It’s been five years since “Breaking Bad” ended and that Skyler hate is still real. Actress Anna Gunn has learned to live with the backlash to her character on the AMC series, as the wife of meth lord Walter White (Bryan Cranston).
“It was very bizarre and confusing to us all,” Gunn told Entertainment Weekly when the “Breaking Bad” cast and creator Vince Gilligan recently reunited for an interview in honor of the show’s 10th anniversary. “It was a combination of sexism, ideas about gender roles, and then honestly, it was the brilliance of the construct of the show. People did find a hero in Walt, but they wanted so much to connect with him so viscerally that to see the person who often was his antagonist — therefore the show’s antagonist in a way — they felt like she was in the way of him doing whatever he wanted to do, and that he should be allowed to do what he wanted to do.”
Gunn added that the haters’ constant criticism was “very tough” on her.
“It shook me,” she said. “As an actor, my job is not to always play characters who make everybody happy. That’s not interesting. In fact, characters that are more difficult in a way are more interesting. But when you are on a show that has become that big and people are identifying you so much with somebody that they dislike, you can’t help but feel like you get folded into it.”
“I really felt for Anna, because she’s just such a beautiful human inside and out, and she played Skyler in such a fierce way, and people just dragged her character the most,” Aaron Paul, who played Jesse Pinkman, said. Cranston added: “It baffled me from an objective standpoint.”
But Gunn said that backlash — which prompted her to write a 2013 op-ed piece in The New York Times about her own experience with toxic fandom — was “extremely important” in the end.
“There was a lot of questioning: ‘Am I doing something wrong? Am I not serving the character? Am I not serving the story?,'” she continued. “It was extremely important for me to go through, and very powerful for me to learn that people will always have their opinions — and it can be for varied reasons, and that’s fine.”
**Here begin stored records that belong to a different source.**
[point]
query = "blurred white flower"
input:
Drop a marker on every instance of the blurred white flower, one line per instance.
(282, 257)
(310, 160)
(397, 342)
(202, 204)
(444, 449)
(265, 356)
With time, it’s gotten better, she said.
“Now that the show’s done, it’s kind of amazing how much it’s shifted,” she says. “In particular, women will say — I mean, it still gets me kind of emotional — ‘The journey that she went through…’ They may or may not be aware of the Skyler backlash. That’s incredibly gratifying. It’s men and women who connect with that. There’s been such a shift happening in society and in our consciousness that it’s really landing much more strongly now.”